You could say “Hey, I’ve got some chairs, they’re ok and don’t cost too much.” Probably not the most successful option, but I guess it might work some of the time.

Or, you could try “Looking for the best chairs around? I’ve got a huge range of comfortable, stylish chairs for any living room, and they’re all at great prices – come and have a look.”


But much better still is to think about why they want a chair in the first place. Look at what they want, then target your content to their needs (don’t just describe your products), with solutions that they can envisage.

“At the end of the day, there’s nothing better than snuggling up with a book in your favourite chair. When you’re looking for ‘the one’, check out our exclusive range of luxurious, comfortable chairs that’ll last a lifetime. We’ve searched the world to bring you style and quality at an affordable price.”


How to refine your own message? spend some time pinpointing exactly why your customers should buy from you (and not your competitor) and then build a sales message around those reasons.


Cut through the waffle

We often find clients aren’t sure what they should or shouldn’t include in their sales copy, so they just throw in everything.

Sounds simple, right? But the problem is that unless your customer is just as passionate as you are about your product, you’re probably turning them off with way too much information.

You should only ever pass along just enough information for them to make a decision about your product. Stagger it into sections, so they can quickly find the basics, then scroll further down. If you’ve got lots of information to pass on, have them enter an email address and give it to them as an instant free download (an in-depth PDF). Which means you can also get in touch with them later to follow-up on a sale.

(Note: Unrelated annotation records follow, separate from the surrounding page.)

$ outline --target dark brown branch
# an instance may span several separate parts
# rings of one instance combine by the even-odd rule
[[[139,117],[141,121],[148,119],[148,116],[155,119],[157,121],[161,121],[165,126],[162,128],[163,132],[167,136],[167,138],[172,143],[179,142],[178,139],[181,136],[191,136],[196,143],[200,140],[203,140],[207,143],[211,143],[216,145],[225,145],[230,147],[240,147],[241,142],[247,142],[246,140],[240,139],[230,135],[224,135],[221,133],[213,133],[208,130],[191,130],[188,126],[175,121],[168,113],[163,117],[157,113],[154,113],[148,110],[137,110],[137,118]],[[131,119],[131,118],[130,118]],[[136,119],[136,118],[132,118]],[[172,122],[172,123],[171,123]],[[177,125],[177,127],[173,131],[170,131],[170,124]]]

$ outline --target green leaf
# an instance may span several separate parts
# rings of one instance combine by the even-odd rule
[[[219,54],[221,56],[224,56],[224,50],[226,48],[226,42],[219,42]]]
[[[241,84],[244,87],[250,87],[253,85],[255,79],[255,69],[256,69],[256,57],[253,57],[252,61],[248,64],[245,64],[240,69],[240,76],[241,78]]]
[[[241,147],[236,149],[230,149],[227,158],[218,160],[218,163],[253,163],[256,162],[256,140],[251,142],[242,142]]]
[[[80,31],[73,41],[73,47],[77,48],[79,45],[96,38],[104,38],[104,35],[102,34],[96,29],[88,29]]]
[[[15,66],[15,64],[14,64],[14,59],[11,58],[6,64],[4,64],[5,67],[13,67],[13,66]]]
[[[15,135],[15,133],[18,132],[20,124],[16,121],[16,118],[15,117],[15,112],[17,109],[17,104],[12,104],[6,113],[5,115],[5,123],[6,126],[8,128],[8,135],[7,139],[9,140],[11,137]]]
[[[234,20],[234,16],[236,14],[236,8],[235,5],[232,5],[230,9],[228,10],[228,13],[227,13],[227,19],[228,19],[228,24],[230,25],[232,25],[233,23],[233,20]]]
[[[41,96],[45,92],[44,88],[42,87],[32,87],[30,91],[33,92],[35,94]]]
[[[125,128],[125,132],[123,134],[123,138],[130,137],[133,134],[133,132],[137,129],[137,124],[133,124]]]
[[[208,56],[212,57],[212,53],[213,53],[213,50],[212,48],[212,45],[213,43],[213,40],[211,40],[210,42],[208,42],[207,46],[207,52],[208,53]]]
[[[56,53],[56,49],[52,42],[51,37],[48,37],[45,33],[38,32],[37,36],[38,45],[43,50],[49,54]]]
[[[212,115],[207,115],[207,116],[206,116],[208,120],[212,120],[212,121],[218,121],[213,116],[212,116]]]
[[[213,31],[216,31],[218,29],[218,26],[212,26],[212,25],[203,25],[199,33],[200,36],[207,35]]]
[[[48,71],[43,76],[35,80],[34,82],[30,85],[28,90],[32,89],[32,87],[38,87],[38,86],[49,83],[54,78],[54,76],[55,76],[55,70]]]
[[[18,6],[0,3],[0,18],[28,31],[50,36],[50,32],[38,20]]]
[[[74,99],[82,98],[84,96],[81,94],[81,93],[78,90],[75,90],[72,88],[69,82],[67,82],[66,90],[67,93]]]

And make sure every piece of information is valuable – for instance, if you’ve worked in the family business for 25 years, then that’s valuable information, but we don’t need to know about your hobbies, or what you did before you started in your current industry. Keep everything relevant to their decision-making process, not your ego.

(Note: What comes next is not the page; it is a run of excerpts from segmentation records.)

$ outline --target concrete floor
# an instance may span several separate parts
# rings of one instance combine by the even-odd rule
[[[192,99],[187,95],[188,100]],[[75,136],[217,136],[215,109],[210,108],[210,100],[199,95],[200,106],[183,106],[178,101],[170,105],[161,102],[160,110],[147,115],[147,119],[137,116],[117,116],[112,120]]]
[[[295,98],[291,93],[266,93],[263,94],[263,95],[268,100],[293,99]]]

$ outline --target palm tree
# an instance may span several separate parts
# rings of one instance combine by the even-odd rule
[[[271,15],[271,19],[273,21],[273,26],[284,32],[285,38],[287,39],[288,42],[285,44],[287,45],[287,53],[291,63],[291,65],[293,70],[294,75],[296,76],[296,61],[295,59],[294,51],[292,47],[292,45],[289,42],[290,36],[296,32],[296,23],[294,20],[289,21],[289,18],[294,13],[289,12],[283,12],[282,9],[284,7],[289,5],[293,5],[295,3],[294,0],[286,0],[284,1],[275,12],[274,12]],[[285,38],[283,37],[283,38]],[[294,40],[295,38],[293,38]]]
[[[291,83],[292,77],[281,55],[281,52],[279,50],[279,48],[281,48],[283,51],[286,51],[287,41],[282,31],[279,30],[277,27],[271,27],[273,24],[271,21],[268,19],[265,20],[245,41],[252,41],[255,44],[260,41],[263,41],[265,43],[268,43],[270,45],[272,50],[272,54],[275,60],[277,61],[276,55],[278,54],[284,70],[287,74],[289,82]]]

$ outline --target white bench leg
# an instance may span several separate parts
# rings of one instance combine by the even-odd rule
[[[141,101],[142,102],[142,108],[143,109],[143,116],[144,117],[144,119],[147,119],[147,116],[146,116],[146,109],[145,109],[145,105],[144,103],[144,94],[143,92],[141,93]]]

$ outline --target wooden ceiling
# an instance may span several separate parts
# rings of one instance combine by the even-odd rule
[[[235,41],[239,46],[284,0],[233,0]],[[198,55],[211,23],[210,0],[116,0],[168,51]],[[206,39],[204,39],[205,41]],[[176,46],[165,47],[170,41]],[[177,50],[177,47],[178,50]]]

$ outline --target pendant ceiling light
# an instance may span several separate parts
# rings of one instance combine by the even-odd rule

How to build a concise message? When you’re putting together leaflets, websites, or adverts, only include information that’s important for your customers to make a decision, and cut out everything else. It may seem brutal, but it’s the safest way to get it right.


Craft a clear message

If you’re not 100% clear about what you’re selling, and how it’ll benefit your customers, then you’re probably losing some of them.

It should be easy to see exactly what your product or service is, and your customers will want to know enough about your company to be sure you’re trustworthy and reliable.

Going back to that first impression we spoke about at the start; if you’re offering professional legal services but have a website that’s full of typos, then any prospective client should be wondering if you’ll include typos in the work you do for them.

And if they can’t work out exactly what you’ve got to offer (and why they should buy from you), then there’s a good chance they’ll choose the easier option.

We often talk about ‘reducing friction’ for customers, to increase the chance of conversion, and by simply and clearly articulating the benefits, you’ll give yourself the best chance of success.


How to craft your own clear message? Work out exactly what you offer, and why, then state that clearly. And if you can also outline how you stand apart from your competitors then you’ll make their decision even easier.


Start changing the conversation

When it comes to pushing your business to the next level, without effective, clear, and concise communication, you’ll be swimming up-stream. Although it might not be core business, crafting an eloquent and compelling message helps you grow and start more conversations, increase sales and effortlessly improve your reputation and trustworthiness.

Simply follow the tips I’ve outlined here and you’ll be on the right track to take your business up a notch.